2 Replies Latest reply on Aug 18, 2010 3:35 AM by Fuxianjun

    about workitems number

    Fuxianjun

      if wavefront size is 64, I want to add two vectors, both of the two vectors' length are 60,how do i specify the global_work_size ? which global_work_size is better ,(60,1,1) or(64,1,1) ?

        • about workitems number
          genaganna

           

          Originally posted by: Fuxianjun if wavefront size is 64, I want to add two vectors, both of the two vectors' length are 60,how do i specify the global_work_size ? which global_work_size is better ,(60,1,1) or(64,1,1)?

           

          global_work_size can be anything (60, 1, 1) or (64, 1,1) and local workgroup size should be (60, 1, 1) and (64, 1, 1) respectively.

          Case 1 : global_work_size (60, 1, 1) and local_work_size (60, 1, 1)

                        4 threads of wavefront not used for computation but executing

          Case 2 : global_work_size (64, 1, 1) and local_work_size (64, 1, 1)

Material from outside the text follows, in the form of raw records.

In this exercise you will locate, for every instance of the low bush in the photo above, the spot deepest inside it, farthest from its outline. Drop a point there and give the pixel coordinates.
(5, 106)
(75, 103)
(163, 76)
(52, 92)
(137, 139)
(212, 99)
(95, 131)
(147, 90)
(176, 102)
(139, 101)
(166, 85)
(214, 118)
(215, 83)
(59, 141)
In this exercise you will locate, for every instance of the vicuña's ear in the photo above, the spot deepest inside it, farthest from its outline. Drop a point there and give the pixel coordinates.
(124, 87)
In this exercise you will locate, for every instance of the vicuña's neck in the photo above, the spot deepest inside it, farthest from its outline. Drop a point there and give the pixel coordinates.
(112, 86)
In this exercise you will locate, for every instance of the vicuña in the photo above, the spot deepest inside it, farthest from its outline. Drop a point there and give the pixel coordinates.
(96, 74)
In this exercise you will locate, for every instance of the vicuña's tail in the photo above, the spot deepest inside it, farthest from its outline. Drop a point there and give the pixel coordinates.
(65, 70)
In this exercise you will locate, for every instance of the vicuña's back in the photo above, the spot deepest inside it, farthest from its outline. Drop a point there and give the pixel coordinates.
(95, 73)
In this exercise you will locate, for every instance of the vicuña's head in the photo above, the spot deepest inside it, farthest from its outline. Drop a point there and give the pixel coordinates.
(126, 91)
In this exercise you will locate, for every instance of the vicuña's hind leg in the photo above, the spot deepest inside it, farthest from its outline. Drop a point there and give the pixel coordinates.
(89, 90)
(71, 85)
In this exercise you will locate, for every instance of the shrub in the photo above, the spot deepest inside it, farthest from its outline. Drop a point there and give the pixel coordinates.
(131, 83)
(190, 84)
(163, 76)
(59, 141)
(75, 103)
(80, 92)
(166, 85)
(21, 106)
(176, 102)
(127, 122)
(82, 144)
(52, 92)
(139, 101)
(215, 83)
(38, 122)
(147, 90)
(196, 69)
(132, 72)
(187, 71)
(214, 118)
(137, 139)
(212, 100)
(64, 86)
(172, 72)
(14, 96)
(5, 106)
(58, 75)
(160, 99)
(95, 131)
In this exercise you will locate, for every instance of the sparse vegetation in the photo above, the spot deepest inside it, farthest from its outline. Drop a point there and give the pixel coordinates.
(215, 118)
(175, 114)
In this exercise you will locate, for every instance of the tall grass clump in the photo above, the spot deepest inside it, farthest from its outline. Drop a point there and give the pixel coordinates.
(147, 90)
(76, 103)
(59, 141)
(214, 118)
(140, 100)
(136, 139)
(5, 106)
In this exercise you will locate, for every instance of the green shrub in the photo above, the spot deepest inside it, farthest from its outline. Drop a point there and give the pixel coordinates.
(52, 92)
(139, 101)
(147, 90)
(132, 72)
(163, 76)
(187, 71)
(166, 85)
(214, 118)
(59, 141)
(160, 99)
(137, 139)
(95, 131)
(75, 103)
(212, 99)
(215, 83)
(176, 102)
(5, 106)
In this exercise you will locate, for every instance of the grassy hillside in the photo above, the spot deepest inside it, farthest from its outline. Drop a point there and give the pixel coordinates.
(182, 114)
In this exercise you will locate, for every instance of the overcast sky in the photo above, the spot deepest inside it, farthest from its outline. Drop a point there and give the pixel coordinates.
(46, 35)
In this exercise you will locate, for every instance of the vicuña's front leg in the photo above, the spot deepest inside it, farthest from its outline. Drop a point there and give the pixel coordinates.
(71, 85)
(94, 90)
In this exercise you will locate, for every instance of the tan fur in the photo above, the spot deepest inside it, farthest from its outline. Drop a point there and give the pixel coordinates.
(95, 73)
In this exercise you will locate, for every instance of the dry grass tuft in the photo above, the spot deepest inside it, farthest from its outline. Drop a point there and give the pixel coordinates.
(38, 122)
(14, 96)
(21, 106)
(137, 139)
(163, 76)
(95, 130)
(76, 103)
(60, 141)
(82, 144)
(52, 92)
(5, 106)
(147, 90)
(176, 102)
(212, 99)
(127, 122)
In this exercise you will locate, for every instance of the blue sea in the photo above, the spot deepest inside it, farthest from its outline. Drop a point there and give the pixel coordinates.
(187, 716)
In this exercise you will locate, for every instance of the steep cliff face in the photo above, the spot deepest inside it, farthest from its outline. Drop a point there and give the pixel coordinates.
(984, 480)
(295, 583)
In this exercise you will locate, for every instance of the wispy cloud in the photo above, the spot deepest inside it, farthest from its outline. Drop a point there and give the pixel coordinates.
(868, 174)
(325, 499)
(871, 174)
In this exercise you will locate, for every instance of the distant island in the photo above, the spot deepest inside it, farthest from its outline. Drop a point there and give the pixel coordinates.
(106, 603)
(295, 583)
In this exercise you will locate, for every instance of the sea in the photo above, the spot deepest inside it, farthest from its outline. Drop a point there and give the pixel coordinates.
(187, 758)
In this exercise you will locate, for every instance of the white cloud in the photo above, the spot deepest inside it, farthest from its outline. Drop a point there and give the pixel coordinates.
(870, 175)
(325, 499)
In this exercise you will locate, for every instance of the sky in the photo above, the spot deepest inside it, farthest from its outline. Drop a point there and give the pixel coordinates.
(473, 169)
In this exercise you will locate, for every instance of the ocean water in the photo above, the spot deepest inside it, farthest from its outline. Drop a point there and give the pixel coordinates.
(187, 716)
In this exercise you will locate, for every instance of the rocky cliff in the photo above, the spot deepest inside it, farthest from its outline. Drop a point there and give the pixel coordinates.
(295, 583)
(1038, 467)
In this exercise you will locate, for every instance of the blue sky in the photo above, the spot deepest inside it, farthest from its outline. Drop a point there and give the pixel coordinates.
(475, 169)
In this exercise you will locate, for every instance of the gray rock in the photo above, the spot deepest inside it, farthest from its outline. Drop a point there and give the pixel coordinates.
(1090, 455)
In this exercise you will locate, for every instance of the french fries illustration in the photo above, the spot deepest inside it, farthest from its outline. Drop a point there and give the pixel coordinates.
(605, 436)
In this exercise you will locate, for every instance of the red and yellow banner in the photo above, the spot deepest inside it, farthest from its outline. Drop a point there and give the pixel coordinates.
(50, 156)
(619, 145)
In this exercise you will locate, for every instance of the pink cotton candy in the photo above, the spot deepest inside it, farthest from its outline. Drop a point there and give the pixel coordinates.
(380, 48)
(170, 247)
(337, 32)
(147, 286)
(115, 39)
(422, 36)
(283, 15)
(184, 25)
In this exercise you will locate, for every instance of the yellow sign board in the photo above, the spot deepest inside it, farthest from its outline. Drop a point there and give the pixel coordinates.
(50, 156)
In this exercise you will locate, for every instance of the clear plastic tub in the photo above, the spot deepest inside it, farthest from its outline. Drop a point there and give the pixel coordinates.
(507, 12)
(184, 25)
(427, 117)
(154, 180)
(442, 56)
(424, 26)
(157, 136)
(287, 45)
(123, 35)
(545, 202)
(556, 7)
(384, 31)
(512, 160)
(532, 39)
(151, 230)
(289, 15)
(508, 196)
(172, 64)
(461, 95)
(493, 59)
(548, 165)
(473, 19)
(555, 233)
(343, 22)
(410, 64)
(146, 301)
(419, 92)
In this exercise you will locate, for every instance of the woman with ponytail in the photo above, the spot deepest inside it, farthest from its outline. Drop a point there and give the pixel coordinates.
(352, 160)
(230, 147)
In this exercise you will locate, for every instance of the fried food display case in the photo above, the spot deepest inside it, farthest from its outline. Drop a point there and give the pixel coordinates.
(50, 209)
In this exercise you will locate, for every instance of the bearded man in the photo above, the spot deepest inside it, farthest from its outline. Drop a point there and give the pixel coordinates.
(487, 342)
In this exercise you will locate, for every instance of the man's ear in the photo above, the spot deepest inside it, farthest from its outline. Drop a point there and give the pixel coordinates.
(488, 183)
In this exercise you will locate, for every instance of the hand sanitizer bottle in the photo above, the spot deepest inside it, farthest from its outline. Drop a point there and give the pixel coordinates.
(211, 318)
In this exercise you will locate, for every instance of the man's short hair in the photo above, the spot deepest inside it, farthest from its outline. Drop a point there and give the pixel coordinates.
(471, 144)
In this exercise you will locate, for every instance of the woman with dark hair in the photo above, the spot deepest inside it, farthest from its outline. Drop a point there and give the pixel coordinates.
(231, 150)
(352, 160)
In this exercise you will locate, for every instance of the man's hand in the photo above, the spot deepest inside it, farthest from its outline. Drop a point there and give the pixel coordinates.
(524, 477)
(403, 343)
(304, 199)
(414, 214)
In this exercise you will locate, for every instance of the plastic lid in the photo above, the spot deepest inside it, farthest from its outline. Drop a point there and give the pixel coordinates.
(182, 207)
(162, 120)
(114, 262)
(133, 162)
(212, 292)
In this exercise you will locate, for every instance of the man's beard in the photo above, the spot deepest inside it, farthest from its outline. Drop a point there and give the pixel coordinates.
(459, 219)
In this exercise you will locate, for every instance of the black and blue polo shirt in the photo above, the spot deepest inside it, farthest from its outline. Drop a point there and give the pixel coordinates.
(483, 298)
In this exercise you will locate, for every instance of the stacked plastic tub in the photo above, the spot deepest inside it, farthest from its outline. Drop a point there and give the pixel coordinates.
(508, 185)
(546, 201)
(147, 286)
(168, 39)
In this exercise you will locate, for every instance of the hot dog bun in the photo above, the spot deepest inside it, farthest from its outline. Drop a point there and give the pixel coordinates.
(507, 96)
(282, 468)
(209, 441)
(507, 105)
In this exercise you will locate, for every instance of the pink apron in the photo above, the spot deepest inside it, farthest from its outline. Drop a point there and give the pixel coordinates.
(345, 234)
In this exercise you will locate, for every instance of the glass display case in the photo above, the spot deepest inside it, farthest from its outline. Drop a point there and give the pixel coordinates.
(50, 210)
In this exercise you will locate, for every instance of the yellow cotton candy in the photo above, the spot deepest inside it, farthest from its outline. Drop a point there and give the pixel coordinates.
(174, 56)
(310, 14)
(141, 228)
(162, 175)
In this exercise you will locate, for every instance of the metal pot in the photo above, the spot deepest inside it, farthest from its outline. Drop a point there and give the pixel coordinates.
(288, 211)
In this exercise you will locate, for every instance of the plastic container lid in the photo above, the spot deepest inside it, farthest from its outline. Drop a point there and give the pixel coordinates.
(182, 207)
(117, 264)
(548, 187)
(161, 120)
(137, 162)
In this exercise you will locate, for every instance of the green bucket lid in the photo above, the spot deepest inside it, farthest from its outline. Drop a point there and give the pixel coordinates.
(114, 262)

                        4 threads of wavefront used for dummy computation.

           

                     In both case, you should get same performances.

           

                 For such small computation, GPU is not right choice as transfer time dominates the computation time.

                You should remember atleast following two things when you want to use GPU for computation

                    1.  local_work_size must be multiples of wavefront

                    2. global_work_size must be multiples of (local_work_size * compute units)